Food wrapped in dough has a long and multi-ethnic history. And today—indeed, most days—I pay homage to the enterprising cooks who decided to envelope a tasty filling inside a pastry, bread, rice, corn or potato dough that would ultimately serve as both delivery device as well as its own element of deliciousness.

The Three Points cooks wax rhapsodic on dumplings, pierogies, knishes, bierocks, tamales, turnovers . . . but we have a definite attachment to empanadas: the Spanish transplant to Latin America that has hybridized in imaginative ways while still maintaining hints of the old country.

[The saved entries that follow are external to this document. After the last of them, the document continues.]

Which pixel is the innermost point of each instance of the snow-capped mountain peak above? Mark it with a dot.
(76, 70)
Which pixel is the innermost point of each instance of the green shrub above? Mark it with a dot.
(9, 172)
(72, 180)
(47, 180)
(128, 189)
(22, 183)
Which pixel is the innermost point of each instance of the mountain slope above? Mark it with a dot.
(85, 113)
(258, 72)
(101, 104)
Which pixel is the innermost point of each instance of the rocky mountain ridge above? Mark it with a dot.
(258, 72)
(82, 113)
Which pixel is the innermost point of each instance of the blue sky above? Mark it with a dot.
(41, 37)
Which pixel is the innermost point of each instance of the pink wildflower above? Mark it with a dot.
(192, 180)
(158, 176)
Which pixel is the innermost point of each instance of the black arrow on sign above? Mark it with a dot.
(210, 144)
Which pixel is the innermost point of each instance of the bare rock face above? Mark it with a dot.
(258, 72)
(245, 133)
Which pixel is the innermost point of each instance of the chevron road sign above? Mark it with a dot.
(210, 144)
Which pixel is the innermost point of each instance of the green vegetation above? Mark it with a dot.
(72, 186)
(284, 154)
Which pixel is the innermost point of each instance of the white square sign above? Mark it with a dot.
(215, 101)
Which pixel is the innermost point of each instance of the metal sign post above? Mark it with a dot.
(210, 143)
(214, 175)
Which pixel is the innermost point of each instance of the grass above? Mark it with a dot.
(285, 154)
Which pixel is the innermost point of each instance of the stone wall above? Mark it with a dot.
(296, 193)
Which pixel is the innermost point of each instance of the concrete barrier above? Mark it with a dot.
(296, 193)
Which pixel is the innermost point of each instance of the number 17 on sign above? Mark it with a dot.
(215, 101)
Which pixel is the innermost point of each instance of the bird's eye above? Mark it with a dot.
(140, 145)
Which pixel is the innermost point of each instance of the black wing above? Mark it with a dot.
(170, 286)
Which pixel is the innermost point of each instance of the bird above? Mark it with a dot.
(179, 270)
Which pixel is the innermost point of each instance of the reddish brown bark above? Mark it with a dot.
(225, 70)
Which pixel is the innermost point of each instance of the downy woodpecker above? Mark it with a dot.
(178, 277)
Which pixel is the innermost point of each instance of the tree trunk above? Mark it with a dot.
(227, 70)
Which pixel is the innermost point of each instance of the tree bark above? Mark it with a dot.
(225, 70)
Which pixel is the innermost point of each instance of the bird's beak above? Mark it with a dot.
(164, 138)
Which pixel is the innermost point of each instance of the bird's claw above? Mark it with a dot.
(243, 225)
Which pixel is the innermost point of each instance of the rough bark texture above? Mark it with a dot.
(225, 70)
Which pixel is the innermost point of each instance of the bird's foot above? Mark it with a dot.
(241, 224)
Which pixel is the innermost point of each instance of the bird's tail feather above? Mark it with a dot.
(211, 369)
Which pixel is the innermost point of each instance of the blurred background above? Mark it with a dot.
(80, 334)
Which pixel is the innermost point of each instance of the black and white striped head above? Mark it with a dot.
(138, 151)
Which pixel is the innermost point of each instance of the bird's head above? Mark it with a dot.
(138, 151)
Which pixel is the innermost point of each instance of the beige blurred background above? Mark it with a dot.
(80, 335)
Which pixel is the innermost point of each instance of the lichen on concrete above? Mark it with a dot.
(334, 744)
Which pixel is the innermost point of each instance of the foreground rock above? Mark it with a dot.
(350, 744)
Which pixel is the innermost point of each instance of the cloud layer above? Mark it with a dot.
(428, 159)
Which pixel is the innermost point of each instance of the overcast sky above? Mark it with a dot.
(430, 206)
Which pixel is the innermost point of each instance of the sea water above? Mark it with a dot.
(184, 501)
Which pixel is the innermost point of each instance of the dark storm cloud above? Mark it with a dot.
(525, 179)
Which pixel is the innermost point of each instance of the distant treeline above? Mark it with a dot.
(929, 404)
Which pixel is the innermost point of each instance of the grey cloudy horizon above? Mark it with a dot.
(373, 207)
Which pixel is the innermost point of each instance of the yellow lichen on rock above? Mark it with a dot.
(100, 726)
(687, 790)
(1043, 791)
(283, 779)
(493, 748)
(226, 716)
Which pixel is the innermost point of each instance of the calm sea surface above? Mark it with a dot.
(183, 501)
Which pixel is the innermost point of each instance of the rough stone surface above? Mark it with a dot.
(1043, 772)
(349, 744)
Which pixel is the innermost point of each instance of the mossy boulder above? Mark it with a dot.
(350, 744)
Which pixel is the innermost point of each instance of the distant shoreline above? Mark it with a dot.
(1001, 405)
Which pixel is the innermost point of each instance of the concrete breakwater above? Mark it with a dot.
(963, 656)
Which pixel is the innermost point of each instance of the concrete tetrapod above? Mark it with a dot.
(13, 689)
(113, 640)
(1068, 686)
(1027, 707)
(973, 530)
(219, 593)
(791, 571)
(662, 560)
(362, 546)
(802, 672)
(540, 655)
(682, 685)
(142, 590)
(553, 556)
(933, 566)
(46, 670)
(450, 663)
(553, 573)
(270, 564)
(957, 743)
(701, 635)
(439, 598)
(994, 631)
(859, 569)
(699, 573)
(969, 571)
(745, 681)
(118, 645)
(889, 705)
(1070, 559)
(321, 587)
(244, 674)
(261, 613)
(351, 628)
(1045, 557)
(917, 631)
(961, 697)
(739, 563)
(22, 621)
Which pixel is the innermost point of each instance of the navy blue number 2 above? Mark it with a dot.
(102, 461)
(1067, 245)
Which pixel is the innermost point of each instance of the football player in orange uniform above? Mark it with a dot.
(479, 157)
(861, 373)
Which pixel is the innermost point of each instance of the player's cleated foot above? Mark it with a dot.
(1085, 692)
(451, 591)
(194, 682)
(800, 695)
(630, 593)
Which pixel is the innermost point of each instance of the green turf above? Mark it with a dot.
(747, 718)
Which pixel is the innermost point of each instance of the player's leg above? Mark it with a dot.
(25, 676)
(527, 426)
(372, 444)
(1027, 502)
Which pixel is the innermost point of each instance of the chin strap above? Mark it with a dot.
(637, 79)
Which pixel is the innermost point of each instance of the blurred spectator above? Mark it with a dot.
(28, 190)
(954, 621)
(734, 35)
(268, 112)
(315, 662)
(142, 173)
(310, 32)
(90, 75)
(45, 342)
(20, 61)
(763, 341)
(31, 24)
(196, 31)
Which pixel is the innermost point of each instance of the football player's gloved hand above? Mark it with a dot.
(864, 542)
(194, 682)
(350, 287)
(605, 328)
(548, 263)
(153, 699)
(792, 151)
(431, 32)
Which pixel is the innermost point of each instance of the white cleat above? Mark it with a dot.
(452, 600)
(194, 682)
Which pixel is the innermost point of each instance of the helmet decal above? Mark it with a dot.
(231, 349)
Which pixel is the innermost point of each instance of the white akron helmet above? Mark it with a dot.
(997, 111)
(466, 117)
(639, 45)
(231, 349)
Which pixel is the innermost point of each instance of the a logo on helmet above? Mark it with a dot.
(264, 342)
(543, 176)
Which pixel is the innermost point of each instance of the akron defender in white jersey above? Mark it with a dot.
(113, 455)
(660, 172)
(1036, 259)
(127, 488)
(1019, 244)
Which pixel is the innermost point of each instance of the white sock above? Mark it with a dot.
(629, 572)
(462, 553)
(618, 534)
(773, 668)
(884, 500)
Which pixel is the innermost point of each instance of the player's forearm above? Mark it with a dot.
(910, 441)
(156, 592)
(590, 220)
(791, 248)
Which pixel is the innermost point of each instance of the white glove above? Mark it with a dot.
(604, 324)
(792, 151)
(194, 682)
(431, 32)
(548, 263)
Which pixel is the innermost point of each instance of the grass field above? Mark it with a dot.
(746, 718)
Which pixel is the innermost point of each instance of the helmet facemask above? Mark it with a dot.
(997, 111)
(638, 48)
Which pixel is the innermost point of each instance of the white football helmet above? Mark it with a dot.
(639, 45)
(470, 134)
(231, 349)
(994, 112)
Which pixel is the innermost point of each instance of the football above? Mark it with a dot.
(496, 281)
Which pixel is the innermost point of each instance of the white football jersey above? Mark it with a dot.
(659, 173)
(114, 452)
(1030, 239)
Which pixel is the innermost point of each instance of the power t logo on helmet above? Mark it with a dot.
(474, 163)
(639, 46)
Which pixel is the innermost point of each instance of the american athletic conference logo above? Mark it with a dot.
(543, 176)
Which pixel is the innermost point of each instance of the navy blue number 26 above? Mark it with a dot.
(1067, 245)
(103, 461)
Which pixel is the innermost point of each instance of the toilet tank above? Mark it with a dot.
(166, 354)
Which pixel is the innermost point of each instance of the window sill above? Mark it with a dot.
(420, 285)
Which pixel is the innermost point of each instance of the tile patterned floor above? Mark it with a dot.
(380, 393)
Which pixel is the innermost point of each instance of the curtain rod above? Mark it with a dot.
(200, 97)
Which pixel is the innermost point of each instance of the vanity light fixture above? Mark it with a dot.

In Spain, the emapanadas come large—a full sheet of pastry, spread with filling and covered with a pastry top. Cut into squares, they are a tapas standard. My favorite is Galician comfort food: a saffron-kissed, barely yeasted dough filled with canned tuna and a flavorful, melty blend of green and red peppers, onions, garlic, tomatoes, paprika and olives. Hot out of the oven or cold from the fridge, it is handheld happiness. I pulled my recipe from The New Spanish Table—though just about any Spanish cook book will have something similar.

Meanwhile on a recent trip to Mexico, where I thought I had had it all, I was blown away by a simple, savory version with a massive taste: plantain and black bean empanadas from Veracruz. Just three ingredients (if you use prepared refried black beans), one of them salt, fold together for a sweet-crunchy-meaty-hearty package that surprises and pleases. The “dough” is super-ripe plantains, boiled (with salt) and mashed. The filling is beans. That’s it, but so much more. We ordered one plate at Mexico City’s El Bajio restaurant—served with smokey-hot-sweet salsa negra—then ordered several more (almost missing the amazing green ceviche for all of our greed).

The plantain empanadas we had that night were fried, but I found—when I tried to recreate this dish at home—that they were just as tasty (and less likely to collapse) if baked with a spritz of oil. I served mine with fresh salsa verde cruda as a tart foil to the sweet plantain.